This is a beginner's tutorial to Snakemake.
Rather than get bogged down in bioinformatics workflows, this Snakemake tutorial builds on a theme of making sandwiches for children. Variations are provided that attempt to address common workflow approaches.
Like Make, the actors in Snakemake are usually files. In this example:
- The children are files
- The ingredients are files
- The sandwiches are files
Follow the installation instructions here (bioconda is strongly recommended): https://bitbucket.org/snakemake/snakemake/wiki/Home
If you plan on using R within Snakemake take a look at this.
Clone this lesson:
git clone https://github.com/leipzig/SandwichesWithSnakemake
Explicit targets (see basic.snake)
This is my snakefile:
(snake-env)$ cat basic.snake
SANDWICHES = ['Jack.pbandj','Jill.pbandj']
rule all:
input: SANDWICHES
rule clean:
shell: "rm -f *.pbandj"
rule peanut_butter_and_jelly_sandwich_recipe:
input: "kids/{name}", jelly="ingredients/jelly", pb="ingredients/peanut_butter"
output: "{name}.pbandj"
shell: "cat {input.pb} {input.jelly} > {output}"
all
is a pseudo-rule - it only exists to establish the variable SANDWICHES
as a target.
Since it is the first rule it will be run by default.
(snake-env)$ snakemake -s basic.snake
Provided cores: 1
Job counts:
count jobs
2 peanut_butter_and_jelly_sandwich_recipe
1 all
3
rule peanut_butter_and_jelly_sandwich_recipe:
input: kids/Jill, ingredients/peanut_butter, ingredients/jelly
output: Jill.pbandj
1 of 3 steps (33%) done
rule peanut_butter_and_jelly_sandwich_recipe:
input: kids/Jack, ingredients/peanut_butter, ingredients/jelly
output: Jack.pbandj
2 of 3 steps (67%) done
rule all:
input: Jack.pbandj, Jill.pbandj
3 of 3 steps (100%) done
We could have typed the targets directly:
(snake-env)$ snakemake -s basic.snake Jack.pbandj Jill.pbandj
Provided cores: 1
Job counts:
count jobs
2 peanut_butter_and_jelly_sandwich_recipe
2
rule peanut_butter_and_jelly_sandwich_recipe:
input: kids/Jill, ingredients/jelly, ingredients/peanut_butter
output: Jill.pbandj
1 of 2 steps (50%) done
rule peanut_butter_and_jelly_sandwich_recipe:
input: kids/Jack, ingredients/jelly, ingredients/peanut_butter
output: Jack.pbandj
2 of 2 steps (100%) done
But you cannot type variables as targets in Snakemake.

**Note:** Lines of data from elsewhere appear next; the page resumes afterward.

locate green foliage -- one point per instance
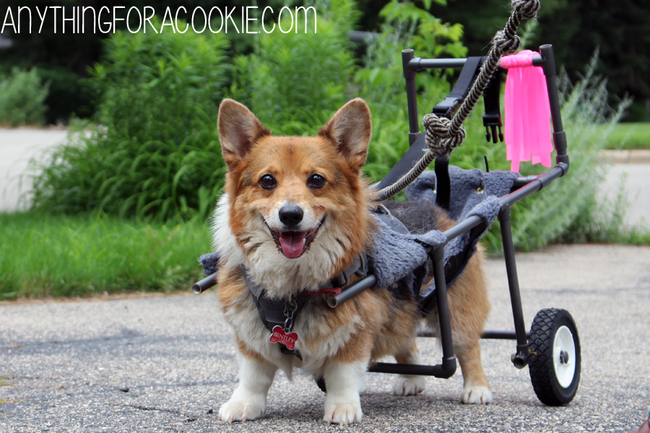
(69, 95)
(627, 136)
(295, 81)
(156, 155)
(154, 86)
(48, 255)
(21, 98)
(567, 203)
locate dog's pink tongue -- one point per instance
(292, 244)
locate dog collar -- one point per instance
(282, 313)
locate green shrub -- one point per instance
(295, 81)
(69, 95)
(56, 255)
(156, 154)
(21, 98)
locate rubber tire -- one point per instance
(540, 363)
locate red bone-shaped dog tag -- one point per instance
(279, 336)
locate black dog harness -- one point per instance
(283, 312)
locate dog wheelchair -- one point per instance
(551, 349)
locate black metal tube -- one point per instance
(443, 370)
(418, 64)
(204, 284)
(448, 358)
(521, 357)
(492, 334)
(353, 290)
(411, 96)
(534, 185)
(559, 136)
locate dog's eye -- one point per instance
(316, 181)
(268, 182)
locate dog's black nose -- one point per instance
(291, 215)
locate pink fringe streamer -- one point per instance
(527, 112)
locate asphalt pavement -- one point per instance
(165, 364)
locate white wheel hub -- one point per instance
(564, 356)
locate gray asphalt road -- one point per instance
(167, 363)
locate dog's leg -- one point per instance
(409, 384)
(475, 389)
(248, 402)
(344, 381)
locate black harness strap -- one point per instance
(272, 311)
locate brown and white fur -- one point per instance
(257, 224)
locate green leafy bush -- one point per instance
(295, 81)
(59, 255)
(21, 98)
(156, 154)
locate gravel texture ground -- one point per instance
(165, 364)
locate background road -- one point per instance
(165, 364)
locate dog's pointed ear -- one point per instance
(350, 128)
(239, 129)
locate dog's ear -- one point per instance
(351, 129)
(238, 130)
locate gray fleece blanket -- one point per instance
(395, 257)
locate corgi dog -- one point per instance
(294, 215)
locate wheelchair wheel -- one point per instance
(554, 362)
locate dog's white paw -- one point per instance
(476, 395)
(409, 385)
(238, 410)
(343, 413)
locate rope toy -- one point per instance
(442, 136)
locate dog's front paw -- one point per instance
(238, 410)
(409, 385)
(476, 395)
(343, 413)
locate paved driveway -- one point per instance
(167, 363)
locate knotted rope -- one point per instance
(442, 134)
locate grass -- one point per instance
(51, 255)
(628, 136)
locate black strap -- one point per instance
(458, 94)
(443, 182)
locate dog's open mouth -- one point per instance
(293, 244)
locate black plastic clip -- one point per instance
(492, 117)
(491, 123)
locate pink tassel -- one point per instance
(527, 112)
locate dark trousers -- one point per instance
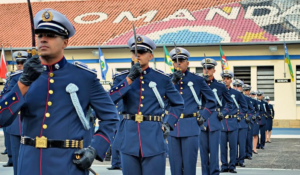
(183, 153)
(132, 165)
(231, 137)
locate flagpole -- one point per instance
(284, 73)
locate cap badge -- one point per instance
(47, 16)
(139, 39)
(19, 54)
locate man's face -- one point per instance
(247, 92)
(50, 45)
(259, 97)
(227, 81)
(20, 64)
(143, 58)
(183, 64)
(240, 88)
(210, 71)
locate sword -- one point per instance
(12, 58)
(176, 56)
(33, 50)
(190, 84)
(152, 85)
(135, 49)
(217, 97)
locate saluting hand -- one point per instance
(177, 76)
(32, 69)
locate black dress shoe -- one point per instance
(8, 165)
(114, 168)
(232, 171)
(224, 170)
(242, 165)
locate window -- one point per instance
(243, 73)
(118, 70)
(265, 80)
(298, 83)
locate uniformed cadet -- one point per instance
(256, 122)
(230, 131)
(251, 118)
(53, 122)
(115, 153)
(264, 107)
(243, 126)
(211, 130)
(7, 142)
(142, 133)
(183, 141)
(15, 128)
(269, 120)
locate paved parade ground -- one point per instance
(282, 156)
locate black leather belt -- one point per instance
(43, 142)
(230, 116)
(195, 114)
(141, 118)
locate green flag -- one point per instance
(288, 61)
(168, 60)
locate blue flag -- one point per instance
(103, 64)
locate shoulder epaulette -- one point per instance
(85, 67)
(161, 72)
(121, 73)
(16, 73)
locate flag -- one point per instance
(223, 60)
(3, 68)
(103, 64)
(288, 61)
(168, 60)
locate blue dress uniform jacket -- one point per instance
(188, 126)
(213, 123)
(231, 124)
(47, 110)
(146, 138)
(242, 114)
(15, 127)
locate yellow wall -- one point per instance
(285, 100)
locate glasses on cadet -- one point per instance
(48, 35)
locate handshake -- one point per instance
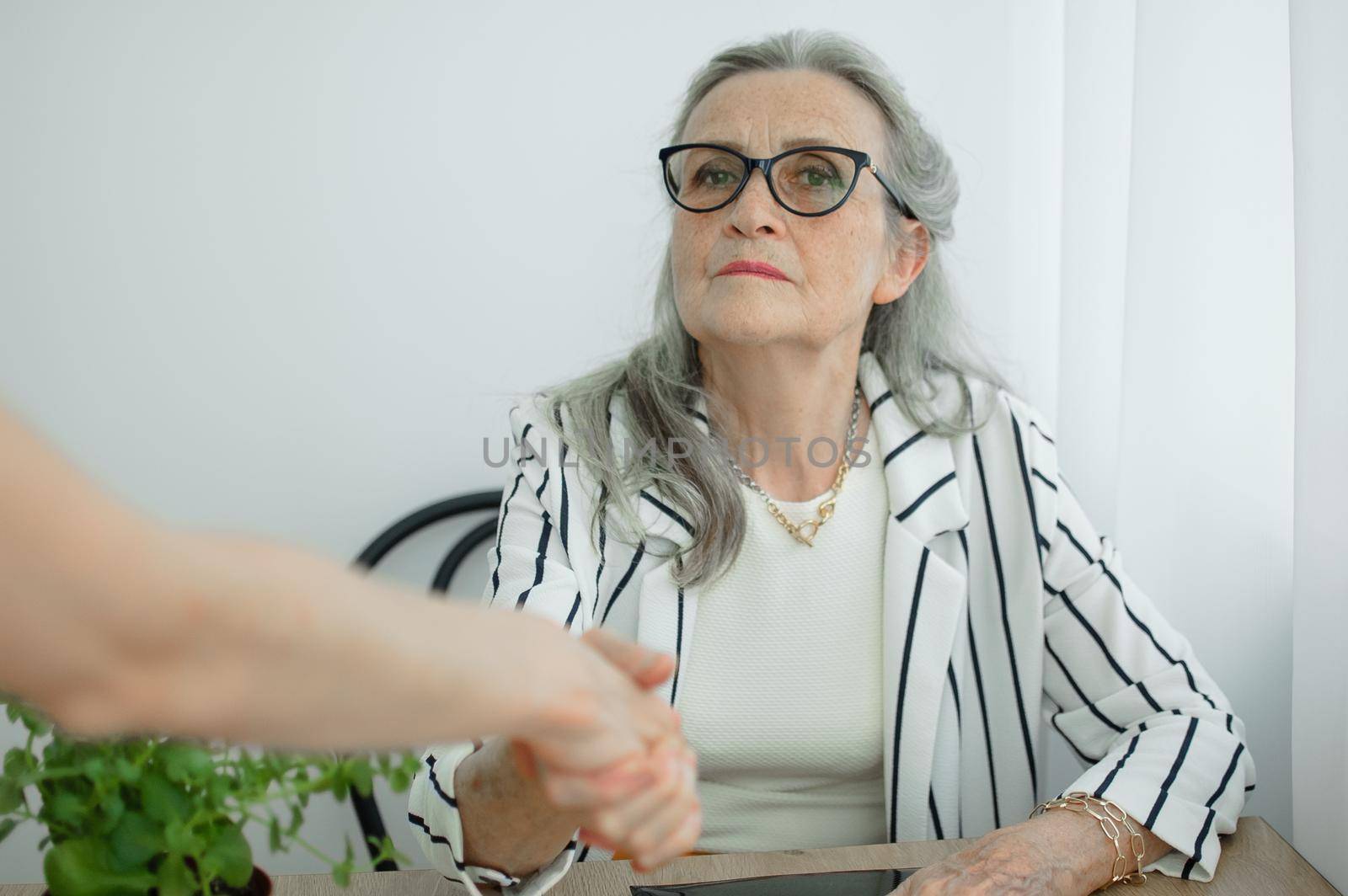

(snake-env)$ snakemake -s basic.snake snakemake -s SANDWICHES
MissingRuleException:
No rule to produce SANDWICHES.
You can only type in files and explicit (i.e. non-wildcard) rules as targets.
Why only explicit rules?
peanut_butter_and_jelly_sandwich_recipe
is an implicit rule - it uses wildcards to define its inputs and outputs. Can we run it?
(snake-env)$ snakemake -s basic.snake peanut_butter_and_jelly_sandwich_recipe
RuleException in line 6 of Snakefile:
Could not resolve wildcards in rule peanut_butter_and_jelly_sandwich_recipe:
name
Why didn't this work? Because Snakemake has no idea what you are trying to make.
A wildcard rule is a recipe, not a target. You might say, "hey why didn't it just look in the kids
folder and then make a sandwich for each of them?" (This approach is implemented in the glob.snake
example below.)
The kids
directory in this example was named just for neatness. Our rule could just as easily been:
rule peanut_butter_and_jelly_sandwich_recipe:
input: "{name}", jelly="ingredients/jelly", pb="ingredients/peanut_butter"
output: "{name}.pbandj"
shell: "cat {input.pb} {input.jelly} > {output}"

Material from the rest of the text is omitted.